Comme disait mon père et ma mère ne disait rien de Jean Lambert-wild, mise en scène de Michel Bruzat
Comme disait mon père & ma mère ne disait rien de Jean Lambert-wild, mise en scène de Michel Bruzat
Pour Jean-Lambert-wild, directeur du Théâtre de l’Union à Limoges, où le spectacle a été créé l’automne dernier au Théâtre de la Passerelle de Michel Bruzat: «Le théâtre est cette ligne de vie qui nous donne la force de transporter en riant, notre cargaison de misère, de souffrance et de mort et « l’acteur est la mâchoire de notre solitude sans qui rien ne serait possible ».

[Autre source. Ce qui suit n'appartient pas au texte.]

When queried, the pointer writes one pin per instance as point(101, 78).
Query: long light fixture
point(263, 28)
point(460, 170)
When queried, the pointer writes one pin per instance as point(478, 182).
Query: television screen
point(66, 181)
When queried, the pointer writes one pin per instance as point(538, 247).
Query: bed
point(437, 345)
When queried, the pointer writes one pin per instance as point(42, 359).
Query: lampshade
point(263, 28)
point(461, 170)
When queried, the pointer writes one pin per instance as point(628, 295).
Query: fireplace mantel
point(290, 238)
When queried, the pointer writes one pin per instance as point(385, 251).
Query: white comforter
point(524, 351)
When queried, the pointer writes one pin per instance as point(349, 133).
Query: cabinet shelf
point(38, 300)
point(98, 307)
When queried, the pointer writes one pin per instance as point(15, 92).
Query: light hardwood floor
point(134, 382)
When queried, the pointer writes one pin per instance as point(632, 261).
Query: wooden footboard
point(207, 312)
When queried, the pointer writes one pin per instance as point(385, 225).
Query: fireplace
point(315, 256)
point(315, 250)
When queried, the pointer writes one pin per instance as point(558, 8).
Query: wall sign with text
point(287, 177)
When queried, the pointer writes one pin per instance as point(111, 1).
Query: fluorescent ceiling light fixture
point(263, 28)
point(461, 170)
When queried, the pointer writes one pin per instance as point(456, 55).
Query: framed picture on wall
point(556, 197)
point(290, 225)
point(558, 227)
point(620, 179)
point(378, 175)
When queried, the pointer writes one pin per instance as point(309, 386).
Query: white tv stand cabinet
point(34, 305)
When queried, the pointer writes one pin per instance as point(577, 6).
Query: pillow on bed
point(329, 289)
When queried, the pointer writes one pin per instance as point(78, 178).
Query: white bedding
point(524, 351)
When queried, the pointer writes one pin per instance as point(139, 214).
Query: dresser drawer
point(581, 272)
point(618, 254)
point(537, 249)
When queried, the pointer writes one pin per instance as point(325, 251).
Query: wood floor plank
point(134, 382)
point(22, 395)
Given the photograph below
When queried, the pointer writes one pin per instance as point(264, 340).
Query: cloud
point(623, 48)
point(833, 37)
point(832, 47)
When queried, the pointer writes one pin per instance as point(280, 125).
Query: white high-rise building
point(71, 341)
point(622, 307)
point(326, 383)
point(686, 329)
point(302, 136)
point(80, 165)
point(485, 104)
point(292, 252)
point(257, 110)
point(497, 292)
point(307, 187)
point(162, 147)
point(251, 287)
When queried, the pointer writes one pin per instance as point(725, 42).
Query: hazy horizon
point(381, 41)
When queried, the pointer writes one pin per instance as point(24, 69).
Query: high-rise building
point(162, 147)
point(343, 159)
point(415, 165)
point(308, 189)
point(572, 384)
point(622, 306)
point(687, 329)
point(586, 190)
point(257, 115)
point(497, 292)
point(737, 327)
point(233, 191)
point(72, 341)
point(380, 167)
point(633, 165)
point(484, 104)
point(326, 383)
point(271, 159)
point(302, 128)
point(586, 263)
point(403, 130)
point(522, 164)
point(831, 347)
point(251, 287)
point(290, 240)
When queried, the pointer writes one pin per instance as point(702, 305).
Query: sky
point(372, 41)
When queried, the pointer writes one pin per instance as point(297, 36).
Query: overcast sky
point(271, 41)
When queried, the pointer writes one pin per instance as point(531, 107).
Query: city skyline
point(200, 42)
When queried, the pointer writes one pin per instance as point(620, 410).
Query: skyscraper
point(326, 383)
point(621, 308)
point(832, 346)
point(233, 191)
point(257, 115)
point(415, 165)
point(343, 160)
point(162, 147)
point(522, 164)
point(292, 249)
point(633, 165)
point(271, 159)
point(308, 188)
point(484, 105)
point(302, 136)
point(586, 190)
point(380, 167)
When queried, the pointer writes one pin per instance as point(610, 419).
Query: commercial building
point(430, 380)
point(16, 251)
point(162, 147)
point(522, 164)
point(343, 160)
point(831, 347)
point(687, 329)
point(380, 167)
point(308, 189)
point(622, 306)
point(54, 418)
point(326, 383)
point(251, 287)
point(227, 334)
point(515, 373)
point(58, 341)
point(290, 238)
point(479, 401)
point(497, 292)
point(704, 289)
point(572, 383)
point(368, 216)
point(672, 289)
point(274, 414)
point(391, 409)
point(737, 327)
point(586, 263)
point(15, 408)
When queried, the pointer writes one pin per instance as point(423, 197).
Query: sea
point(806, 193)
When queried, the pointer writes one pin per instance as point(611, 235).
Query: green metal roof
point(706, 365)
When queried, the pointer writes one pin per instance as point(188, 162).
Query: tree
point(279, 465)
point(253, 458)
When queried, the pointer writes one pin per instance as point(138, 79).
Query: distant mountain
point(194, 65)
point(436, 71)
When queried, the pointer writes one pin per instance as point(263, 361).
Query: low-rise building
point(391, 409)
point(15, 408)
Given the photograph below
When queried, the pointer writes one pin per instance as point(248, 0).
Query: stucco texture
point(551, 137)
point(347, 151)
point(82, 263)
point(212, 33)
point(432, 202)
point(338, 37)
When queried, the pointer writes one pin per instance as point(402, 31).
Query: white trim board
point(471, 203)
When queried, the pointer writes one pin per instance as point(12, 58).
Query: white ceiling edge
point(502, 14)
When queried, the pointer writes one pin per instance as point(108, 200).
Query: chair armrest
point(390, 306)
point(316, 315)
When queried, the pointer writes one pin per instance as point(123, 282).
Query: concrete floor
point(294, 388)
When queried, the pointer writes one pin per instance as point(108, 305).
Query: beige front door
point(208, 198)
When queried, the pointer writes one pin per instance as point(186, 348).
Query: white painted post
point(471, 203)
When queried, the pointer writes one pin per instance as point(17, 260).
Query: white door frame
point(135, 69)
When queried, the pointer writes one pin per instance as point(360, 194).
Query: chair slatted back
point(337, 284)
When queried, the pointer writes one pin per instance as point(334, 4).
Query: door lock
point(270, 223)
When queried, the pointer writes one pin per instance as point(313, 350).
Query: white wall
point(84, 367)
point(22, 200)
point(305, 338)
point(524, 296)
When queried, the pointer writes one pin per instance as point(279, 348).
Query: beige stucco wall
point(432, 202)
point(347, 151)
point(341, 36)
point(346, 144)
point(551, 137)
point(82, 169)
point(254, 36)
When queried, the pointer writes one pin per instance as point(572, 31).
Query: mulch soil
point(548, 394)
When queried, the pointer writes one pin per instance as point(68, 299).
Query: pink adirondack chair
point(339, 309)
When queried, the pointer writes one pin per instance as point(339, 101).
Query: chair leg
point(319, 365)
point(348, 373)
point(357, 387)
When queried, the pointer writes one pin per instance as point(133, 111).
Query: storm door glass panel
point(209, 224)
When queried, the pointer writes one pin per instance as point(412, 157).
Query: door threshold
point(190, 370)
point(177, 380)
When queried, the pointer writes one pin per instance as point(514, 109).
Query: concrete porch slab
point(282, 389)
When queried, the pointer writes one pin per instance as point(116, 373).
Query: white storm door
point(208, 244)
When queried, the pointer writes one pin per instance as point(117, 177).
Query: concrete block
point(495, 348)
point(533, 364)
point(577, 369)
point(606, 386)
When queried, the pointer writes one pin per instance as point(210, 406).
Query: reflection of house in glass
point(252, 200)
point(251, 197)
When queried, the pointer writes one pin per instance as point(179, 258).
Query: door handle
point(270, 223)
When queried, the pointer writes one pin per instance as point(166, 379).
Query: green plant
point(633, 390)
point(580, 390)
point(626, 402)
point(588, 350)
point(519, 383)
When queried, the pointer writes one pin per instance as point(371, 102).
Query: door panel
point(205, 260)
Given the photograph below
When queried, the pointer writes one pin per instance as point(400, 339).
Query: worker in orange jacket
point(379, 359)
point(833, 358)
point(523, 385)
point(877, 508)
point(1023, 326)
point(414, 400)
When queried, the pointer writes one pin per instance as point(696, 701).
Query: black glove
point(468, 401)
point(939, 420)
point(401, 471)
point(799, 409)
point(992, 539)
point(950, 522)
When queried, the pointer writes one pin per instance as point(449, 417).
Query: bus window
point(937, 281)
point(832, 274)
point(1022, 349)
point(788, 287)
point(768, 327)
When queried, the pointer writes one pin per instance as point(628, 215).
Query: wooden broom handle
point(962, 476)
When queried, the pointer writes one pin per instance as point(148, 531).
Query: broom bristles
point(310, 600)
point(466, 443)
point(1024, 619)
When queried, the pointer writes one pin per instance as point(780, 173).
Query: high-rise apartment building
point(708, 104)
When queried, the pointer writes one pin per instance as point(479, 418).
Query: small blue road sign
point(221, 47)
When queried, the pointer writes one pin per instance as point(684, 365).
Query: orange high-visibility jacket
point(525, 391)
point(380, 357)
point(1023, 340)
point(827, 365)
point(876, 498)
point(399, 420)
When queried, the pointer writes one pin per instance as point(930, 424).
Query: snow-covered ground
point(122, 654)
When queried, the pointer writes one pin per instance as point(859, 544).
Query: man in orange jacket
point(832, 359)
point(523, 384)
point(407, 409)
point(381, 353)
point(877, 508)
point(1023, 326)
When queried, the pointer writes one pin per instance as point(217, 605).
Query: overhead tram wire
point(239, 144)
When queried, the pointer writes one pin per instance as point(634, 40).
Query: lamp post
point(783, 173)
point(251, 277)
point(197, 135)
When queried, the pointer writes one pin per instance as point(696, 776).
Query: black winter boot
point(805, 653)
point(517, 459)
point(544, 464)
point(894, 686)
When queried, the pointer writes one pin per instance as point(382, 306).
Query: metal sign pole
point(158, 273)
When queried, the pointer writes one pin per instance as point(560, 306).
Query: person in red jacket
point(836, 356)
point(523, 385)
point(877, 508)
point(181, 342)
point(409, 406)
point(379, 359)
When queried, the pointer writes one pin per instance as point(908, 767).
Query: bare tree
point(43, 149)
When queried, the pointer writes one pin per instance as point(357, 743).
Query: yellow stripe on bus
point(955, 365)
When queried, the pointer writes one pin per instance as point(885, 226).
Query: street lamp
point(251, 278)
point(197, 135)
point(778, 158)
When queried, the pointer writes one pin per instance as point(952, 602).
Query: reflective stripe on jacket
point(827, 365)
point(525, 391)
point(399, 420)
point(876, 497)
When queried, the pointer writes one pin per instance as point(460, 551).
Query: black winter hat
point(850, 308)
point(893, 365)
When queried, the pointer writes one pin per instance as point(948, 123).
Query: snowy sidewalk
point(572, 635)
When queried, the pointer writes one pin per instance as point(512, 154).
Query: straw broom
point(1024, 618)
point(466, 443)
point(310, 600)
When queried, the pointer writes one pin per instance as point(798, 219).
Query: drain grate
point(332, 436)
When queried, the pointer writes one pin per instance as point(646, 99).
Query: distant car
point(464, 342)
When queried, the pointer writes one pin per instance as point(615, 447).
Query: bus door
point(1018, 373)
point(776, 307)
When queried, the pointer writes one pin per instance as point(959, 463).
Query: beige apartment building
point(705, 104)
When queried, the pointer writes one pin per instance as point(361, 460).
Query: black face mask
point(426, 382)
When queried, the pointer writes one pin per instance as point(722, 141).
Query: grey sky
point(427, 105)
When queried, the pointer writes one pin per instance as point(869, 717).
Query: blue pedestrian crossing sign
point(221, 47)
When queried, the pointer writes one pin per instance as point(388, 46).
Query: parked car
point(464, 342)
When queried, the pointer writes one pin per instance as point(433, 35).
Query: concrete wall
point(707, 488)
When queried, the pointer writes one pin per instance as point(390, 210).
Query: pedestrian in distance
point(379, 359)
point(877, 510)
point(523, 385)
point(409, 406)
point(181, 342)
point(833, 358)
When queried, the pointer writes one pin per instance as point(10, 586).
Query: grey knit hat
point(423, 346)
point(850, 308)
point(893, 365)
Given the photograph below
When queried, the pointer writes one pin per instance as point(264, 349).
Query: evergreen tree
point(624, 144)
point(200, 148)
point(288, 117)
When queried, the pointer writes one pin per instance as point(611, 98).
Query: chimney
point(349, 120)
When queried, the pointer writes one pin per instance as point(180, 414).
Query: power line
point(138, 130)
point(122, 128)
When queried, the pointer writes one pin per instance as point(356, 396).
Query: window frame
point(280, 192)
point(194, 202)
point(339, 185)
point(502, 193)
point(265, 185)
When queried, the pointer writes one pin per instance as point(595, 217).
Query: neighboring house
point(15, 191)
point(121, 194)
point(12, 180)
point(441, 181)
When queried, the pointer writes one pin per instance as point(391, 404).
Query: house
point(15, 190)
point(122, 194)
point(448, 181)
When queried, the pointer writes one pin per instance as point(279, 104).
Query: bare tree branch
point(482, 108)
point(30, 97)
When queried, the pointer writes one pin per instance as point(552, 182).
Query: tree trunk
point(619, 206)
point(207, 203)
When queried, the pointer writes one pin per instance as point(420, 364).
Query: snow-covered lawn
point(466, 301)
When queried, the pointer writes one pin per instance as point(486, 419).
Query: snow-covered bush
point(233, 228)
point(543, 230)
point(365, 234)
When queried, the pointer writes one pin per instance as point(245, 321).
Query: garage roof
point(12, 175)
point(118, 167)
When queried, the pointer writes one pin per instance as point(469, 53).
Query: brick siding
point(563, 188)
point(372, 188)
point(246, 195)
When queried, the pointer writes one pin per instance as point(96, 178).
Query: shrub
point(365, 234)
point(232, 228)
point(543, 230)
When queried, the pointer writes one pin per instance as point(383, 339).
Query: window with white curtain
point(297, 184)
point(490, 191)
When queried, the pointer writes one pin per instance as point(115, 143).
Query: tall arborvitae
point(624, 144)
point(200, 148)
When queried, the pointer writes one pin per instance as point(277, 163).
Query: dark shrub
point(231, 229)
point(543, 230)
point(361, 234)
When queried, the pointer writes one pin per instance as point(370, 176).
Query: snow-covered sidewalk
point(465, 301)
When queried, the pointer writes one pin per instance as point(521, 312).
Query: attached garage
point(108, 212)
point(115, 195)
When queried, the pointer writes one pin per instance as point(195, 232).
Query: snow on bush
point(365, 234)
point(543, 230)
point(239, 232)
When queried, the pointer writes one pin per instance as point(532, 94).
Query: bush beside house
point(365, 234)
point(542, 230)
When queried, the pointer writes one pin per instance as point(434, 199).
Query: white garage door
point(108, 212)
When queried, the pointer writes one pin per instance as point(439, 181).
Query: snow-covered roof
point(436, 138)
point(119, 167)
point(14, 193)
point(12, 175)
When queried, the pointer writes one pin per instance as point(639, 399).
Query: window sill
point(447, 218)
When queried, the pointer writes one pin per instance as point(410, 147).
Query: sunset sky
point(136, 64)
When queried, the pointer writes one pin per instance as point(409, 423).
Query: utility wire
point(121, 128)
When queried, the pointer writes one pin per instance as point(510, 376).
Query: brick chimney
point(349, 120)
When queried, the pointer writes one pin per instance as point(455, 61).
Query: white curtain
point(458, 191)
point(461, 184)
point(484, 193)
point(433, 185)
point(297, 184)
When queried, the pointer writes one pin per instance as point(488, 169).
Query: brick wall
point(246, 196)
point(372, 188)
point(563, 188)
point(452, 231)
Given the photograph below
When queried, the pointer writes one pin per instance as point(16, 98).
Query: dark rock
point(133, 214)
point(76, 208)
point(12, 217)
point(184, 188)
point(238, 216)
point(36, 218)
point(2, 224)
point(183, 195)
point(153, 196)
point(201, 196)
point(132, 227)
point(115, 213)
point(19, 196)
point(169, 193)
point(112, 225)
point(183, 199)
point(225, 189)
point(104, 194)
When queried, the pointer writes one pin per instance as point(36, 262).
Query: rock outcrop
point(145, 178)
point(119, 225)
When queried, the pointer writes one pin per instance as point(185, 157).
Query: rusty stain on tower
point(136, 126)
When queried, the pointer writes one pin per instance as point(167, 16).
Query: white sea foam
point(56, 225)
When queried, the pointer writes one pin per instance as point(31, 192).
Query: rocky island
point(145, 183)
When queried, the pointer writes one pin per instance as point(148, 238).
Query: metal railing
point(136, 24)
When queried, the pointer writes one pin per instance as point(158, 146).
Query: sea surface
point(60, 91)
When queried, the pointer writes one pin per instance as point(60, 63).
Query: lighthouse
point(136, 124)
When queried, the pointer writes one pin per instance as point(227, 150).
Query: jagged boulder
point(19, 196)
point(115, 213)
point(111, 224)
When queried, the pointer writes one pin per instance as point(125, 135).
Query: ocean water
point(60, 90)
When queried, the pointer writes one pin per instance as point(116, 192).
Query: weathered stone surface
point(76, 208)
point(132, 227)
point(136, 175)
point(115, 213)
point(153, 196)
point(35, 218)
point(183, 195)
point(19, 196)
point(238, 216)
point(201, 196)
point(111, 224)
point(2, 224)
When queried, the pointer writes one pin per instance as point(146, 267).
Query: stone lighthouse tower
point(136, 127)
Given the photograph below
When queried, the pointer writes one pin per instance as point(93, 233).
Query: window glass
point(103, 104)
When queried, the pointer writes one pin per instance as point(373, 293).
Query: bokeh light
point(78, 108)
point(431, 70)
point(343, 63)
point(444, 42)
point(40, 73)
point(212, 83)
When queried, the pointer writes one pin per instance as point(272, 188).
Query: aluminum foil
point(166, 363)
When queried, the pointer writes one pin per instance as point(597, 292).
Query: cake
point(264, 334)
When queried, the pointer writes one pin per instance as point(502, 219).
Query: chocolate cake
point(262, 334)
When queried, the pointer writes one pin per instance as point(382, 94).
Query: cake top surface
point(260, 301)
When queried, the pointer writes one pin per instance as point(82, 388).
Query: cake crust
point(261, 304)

Ces calentures comme il les nomme, un délire violent qui frappe les marins à la suite d’une insolation (d’où calenture étymologiquement chauffer) n’ont jamais créés en France par un autre que lui. Et c’est sans doute mieux ainsi, dans la mesure où il y a sans doute une part d’autobiographie et il lui aurait fallu user d’une certaine distance: à l’impossible, nul n’est tenu… Comme disait mon père est seulement constitué d’une suite d’aphorismes : autant de sentences et conseils de vie dont certains très philosophiques, et la plupart du temps nimbés d’humour et de poésie. Avec, à chaque fois, en accompagnement, ces seuls et mêmes mots qui reviennent comme un mantra: comme disait mon père… Bref, il y a de l’exorcisme dans l’air. Sur le Temps, la vie, la naissance, la mort, la famille, le travail, l’enfance, le corps… Et qui font aussi penser parfois aux haïkus du Japon, pays cher au cœur de Jean Lambert-wild où il répétait justement un nouveau spectacle en ce soir de première. Sans doute certains aphorismes sont-ils de son père mais pas tous bien entendu, et rappellent ceux d’écrivains de la Grèce antique comme entre autres le célèbre : « Jouissez chaque jour des joies que la vie vous apporte car l’argent ne sert à rien chez les morts » d’Eschyle.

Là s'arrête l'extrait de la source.